In the late 1880s, Edison turned his attention to recording moving images and in 1888 described a device which would "do for the eye what the phonograph does for the ear".
He appointed one of his chief electrical engineers (and accomplished photographer), William Kennedy Laurie Dickson as head of the project. At their research facility in Menlo Park NJ, the Edison Company spent two years experimenting with film, lenses and the mechanics of film transport before developing a device which successfully recorded and replayed movement. Named the Kinetoscope, it was a peep show viewer which allowed a single viewer to see a 30 - 60 second loop of film.

The Kinetoscope
On the 20th of May 1891, Edison unveiled the Kinetoscope to a large group attending a convention of the Federation of Womens Clubs. The subject of the film was Dickson himself bowing, smiling and taking off his hat.

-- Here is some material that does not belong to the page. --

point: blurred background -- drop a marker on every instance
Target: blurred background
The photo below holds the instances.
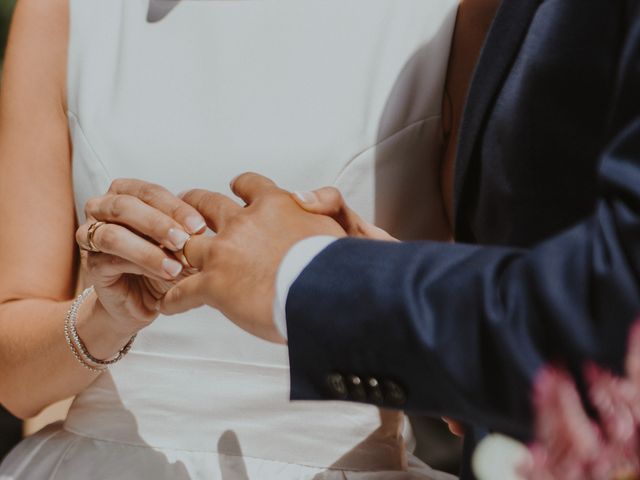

However, Edison and Dickson needed more entertaining films for their machines before they could exploit them commercially.
In 1893, they built America's first movie studio, a large tar covered shack nicknamed The Black Maria, (after its resemblance to the police Paddy Wagons of the time). Ingeniously constructed on a revolving rail and with an opening skylight to maximise on the use of natural light, its stage was to feature excerpts from many of the vaudeville acts which were popular in New York music halls at the time.

The 'Black Maria'
Most of the films during this era were definitely made by men, for men, with boxing and scantily clad burlesque dancers being the most popular.
Many well known dancers were enticed to perform in the Black Maria between 1894 and 1897, among them Loie Fuller, Chrissie Sheridan, Carmencita, Ella Lola and Annabel Whitford. Some of the dance films were painstakingly enhanced by hand-colouring, a task carried out by wives of Edison employees (notably the wife of Edmund Khun).
Commercially, Edison did the same with the Kinetoscope as he did with the Phonograph, by leasing it to special licensed parlours, the first of which opened in New York on April 14th, 1894.
For a short while the Kinetoscope was commercially successful but with the loss of staff (Dickson left in April 1895) and, in particular, developments in Europe, Edison's lead in the motion picture entertainment industry was threatened. The French Lumiere Brothers, Edison's main rival, had the first public screening of a film in a cafe in Paris in December, 1895.